Random Face Generator (This Person Does Not Exist)
People tend not to think about the effect that neural networks have on our lives, because usually, we see the result of its work and not the “face” of a neural network. Perhaps that is why the generator of fake photos became the main topic of discussion for several weeks in the media devoted to technology at the end of 2020. Not everyone was able to guess that AI could generate a realistic face of a non-existent person in a couple of seconds. Fake portraits look very realistic and it’s frightening. If AI can create faces for itself and can text like real people, then what is going to happen next?
We are talking about the website thispersondoesnotexist.com (“this person does not exist dot com”) and are going to tell of the history and areas of application. The way the generator works will be explained further.
The AI face generator is powered by StyleGAN, a neural network from Nvidia developed in 2018. GAN consists of 2 competing neural networks, one generates something, and the second tries to find whether results are real or generated by the first. Training ends when the first neural network begins to constantly deceive the second.

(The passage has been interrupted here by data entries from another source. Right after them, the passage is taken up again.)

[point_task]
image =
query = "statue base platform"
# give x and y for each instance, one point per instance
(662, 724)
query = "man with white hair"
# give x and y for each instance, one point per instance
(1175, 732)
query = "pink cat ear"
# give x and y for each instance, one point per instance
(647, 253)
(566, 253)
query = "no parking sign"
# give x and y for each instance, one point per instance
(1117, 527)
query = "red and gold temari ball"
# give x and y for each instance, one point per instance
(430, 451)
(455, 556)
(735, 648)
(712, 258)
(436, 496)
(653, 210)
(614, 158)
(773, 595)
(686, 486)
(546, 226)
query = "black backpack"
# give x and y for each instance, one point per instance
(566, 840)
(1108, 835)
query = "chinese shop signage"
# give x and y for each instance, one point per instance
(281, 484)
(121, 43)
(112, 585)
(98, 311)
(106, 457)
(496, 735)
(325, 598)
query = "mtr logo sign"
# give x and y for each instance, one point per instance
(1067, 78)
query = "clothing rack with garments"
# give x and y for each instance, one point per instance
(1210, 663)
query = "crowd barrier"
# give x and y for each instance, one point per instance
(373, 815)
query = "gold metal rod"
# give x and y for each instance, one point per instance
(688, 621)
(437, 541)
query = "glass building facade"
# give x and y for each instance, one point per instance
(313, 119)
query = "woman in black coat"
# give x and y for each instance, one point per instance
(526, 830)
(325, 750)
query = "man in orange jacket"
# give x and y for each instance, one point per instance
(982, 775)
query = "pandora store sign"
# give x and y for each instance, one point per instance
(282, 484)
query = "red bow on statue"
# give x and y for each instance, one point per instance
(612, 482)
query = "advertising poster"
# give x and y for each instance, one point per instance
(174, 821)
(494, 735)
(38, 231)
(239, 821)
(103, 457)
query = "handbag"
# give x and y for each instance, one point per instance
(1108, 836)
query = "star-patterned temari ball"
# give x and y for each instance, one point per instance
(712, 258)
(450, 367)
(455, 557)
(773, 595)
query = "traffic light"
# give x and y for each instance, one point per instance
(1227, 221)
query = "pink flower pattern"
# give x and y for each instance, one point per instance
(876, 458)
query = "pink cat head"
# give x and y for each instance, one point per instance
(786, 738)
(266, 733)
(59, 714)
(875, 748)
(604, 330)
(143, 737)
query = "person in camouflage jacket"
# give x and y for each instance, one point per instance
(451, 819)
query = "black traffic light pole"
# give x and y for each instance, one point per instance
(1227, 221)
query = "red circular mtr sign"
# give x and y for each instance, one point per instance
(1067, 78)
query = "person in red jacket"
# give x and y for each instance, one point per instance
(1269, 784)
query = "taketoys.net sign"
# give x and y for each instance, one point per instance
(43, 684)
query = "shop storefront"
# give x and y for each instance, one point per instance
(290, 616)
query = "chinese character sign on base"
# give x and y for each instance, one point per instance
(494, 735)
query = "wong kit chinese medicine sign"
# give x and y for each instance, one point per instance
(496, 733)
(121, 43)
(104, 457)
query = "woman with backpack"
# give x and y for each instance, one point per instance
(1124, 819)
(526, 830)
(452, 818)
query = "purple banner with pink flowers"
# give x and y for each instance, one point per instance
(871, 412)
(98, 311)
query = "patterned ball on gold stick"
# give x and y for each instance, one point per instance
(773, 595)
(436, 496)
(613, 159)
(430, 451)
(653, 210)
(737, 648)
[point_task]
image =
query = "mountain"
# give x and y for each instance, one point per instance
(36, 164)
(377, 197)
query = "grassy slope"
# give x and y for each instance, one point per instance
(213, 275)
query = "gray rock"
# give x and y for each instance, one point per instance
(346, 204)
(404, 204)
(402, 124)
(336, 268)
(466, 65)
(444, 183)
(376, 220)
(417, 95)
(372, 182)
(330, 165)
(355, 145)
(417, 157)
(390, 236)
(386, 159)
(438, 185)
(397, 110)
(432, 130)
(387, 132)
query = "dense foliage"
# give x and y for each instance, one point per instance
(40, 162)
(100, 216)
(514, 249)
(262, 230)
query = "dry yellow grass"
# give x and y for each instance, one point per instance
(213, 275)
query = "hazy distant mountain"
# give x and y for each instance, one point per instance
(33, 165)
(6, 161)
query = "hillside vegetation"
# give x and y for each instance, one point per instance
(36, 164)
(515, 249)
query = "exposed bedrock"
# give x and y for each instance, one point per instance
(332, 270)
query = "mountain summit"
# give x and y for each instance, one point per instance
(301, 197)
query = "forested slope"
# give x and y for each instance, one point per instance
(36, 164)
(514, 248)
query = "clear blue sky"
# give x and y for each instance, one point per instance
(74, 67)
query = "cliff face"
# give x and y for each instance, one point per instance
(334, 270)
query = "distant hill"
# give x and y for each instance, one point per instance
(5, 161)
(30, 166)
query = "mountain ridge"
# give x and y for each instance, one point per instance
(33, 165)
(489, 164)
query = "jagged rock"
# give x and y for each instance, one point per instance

An interesting point is that the creation of photographs of non-existent people was a by- product: the main goal was to train the AI to recognize fake faces and faces in general. The company needed this to improve the performance of its video cards by automatically recognizing faces and applying other rendering algorithms to them. However, since
the StyleGAN code is publicly available, an engineer at Uber was able to take it and create a random face generator that rocked the internet.
For the user, everything works very simply. As soon as you are on the website random face is generated. You can download the picture if you want. Refresh the page if you don’t like the person that you are seeing. If you see the same face, just wait a couple of seconds, and refresh the page again. The website shows the results of the generator’s work (which are updated every 2-3 seconds) not the generator itself.
It is almost impossible to recognise an image of a fake person. AI is so developed that 90% of fakes are not recognized by an ordinary person and 50% are not recognized by an experienced photographer. There are no services for recognition. Occasionally, a neural network makes mistakes, which is why artifacts appear: an incorrectly bent pattern, a strange hair color, and so on.
The only thing you need to do is take a closer look: humans’ visual processing systems are far stronger than computers’, so it is possible to recognise forgery by detection.
Jevin West and Carl Bergstrom created a website called “Which Face Is Real”, which is focused on teaching people to be more analytical of potentially false portraits. Before making suggestions that a person in a photo is existent, there are several things that need to be considered.
One of the most common ones is symmetrical issues, in particular eyeglasses and earrings.
Same uneven issues with teeth are quite common too. Look for odd characteristics like pixels and repeated incisors. Fake hair, in general, may seem with some glow around it or look too straight and streaked, again, with visible asymmetry.
Study background carefully. If it’s fake, it may include unusual distortions in shapes and lines, or have a torn appearance overall. Bleed-through occurs in bright colors that stand out from the background onto a fake person’s head.
Another distinguishing feature of the NVIDIA “StyleGAN algorithm” is glossy “water splotches”.